That includes GLD/Gold.
i have been saying that for almost a year. It was Feb.2010 when I last bought Gold aggressively.
Since then I have traded successfully in and out of:
+ Swiss Francs
+ GLD / Gold Wheaton
+ DBA & JJG / Grain-related etfs
I think the HK$ is cheap (& I own it in size), but I have no idea when it will decouple from the US$
I am tempted by some Natgas stocks, and have begun to nibble in that sector. Some Uranium stocks look cheap, but they may stay there for some time.
I am not talking about your trading though. I am talking about your cash.
Gold isn't cheap, but it's in a bull market. There is a deliberate policy to devalue the dollar pursued by the very people who issue it. The dollar is in a bear market. Gold is clearly going to be higher a year from now and the dollar, at best, somewhere near where it is. Why not hold your cash in gold?

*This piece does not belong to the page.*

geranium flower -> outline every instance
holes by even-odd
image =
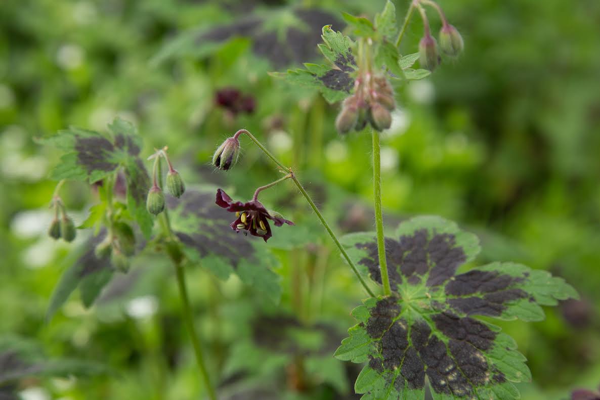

I'm not saying buy it aggressively either. I'm saying hold it. Don't try and catch a 5% swing. Just hold gold. Bull market's not over. Anyone can see that. Monetary system cannot survive in its current form. Gold will benefit.
If there is disclosure of aliens, or the world ends, or we get more earthquakes, gold will benefit more than US$.
Holding your cash in gold is still a contrarian trade. It may not be contrarian here, it may not be as contrarian as it once was, but it is still the contrarian trade. Holding your cash in US$ is what 95% or more of people who are 'in cash' do. Makes no sense, given what policy-makers doing. How many people actually keep their cash as gold? Hardly anyone. Even stupid gold mining companies don't. I can find two that do. And one of them has been told to shut up about gold by his Vancouver IR people. Bunch of idiots! They're playing the precious metals story but they don't get it themselves because they're all tied up in banks.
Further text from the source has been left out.